The Permian Basin in North American has been the driving force behind global energy growth, resulting from the exploitation of unconventional resources. The combination of high quality stacked resources, horizontal drilling, completion tools, and hydraulic fracturing innovations has accelerated the learning curve in this basin over the past few years: which was the impetus of this study.

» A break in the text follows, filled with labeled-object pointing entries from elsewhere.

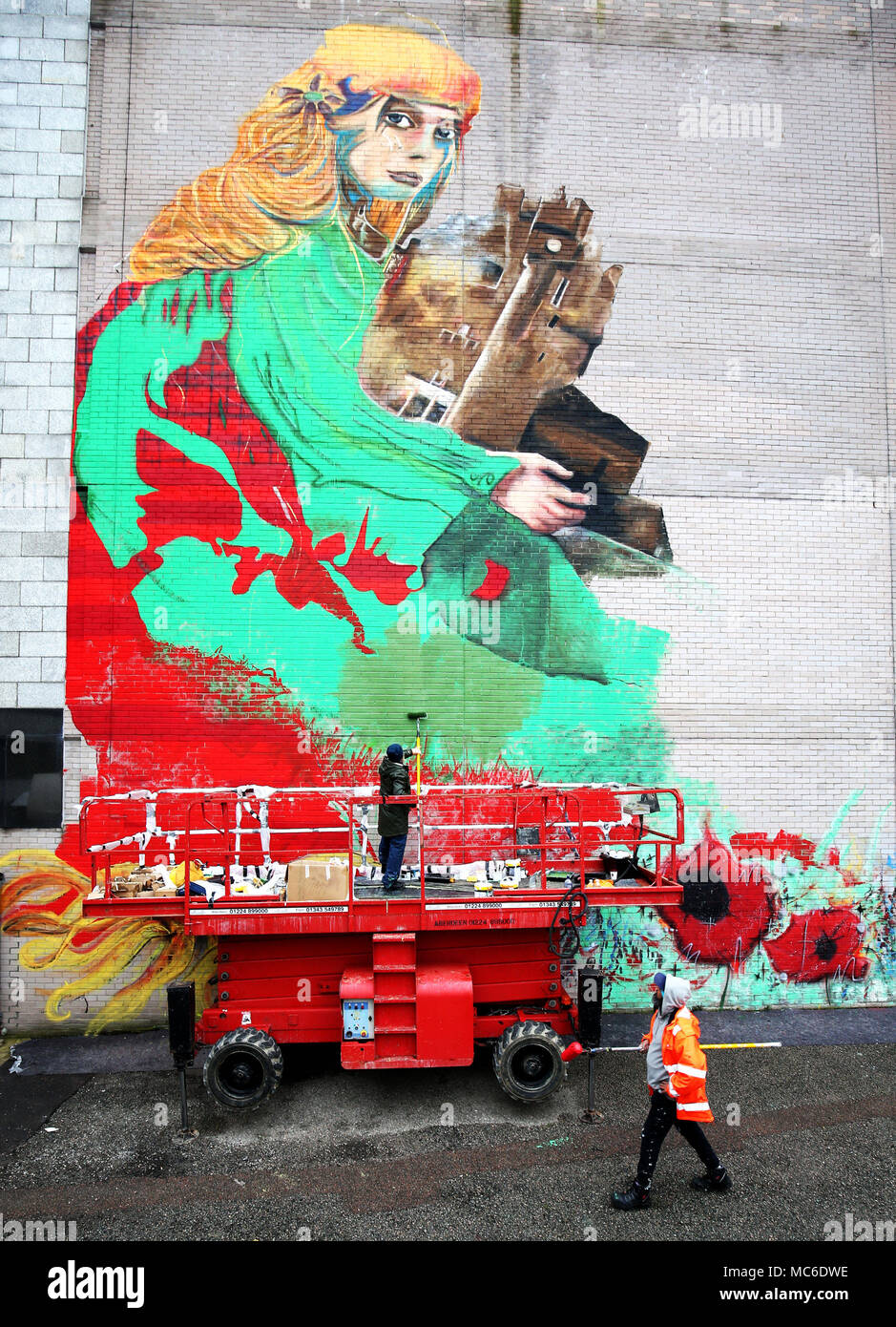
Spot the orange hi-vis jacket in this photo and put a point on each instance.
(685, 1064)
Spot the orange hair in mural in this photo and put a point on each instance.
(283, 170)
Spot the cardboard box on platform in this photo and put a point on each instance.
(323, 881)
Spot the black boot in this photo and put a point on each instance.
(636, 1196)
(712, 1181)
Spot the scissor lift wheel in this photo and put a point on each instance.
(244, 1068)
(528, 1064)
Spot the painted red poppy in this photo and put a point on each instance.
(726, 909)
(823, 942)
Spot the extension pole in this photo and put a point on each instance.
(712, 1046)
(418, 758)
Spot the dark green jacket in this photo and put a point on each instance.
(394, 782)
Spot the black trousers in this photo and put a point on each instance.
(659, 1122)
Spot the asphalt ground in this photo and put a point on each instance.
(442, 1154)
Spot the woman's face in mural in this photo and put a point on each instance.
(401, 146)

This paper utilizes an integrated model approach to understand reservoir performance on a pad with four wells completed across multiple horizons in the Midland Basin. Rich multi-domain data sets were utilized that included seismic, wireline triple-combo, compressional and shear log suites, core (rock mechanics testing, geochemical analysis (XRF and XRD) and routine core analysis), completion data (fracture treatments with pre-and post-job shut-in pressures), and production data including 1,500 days of production history with bottom-hole pressure gauge data. 3-D surface seismic, high tier logs, and core data were used initially to create a facies model. Properties were distributed into a geo-model using the existing vertical well-control and seismic as constraints. A sector model was then built that enabled modeling of 4 development wells that consisted of parent well, followed by 3 child-wells. The history matching of fracture treatments and production data with bottom-hole pressure data resulted in significant understanding of key parameters driving subsurface performance.
A workflow, representing the seamless integration of said models, is presented that enables an improved understanding of what impact sequence and timing of operations has on the subsurface contact area as well as the implied change in well performance if an optimal strategy is executed. Geomechanical facies that drive vertical connectivity and fracture geometry, as well as reservoir parameters that impact fracture contact with the reservoir, were identified.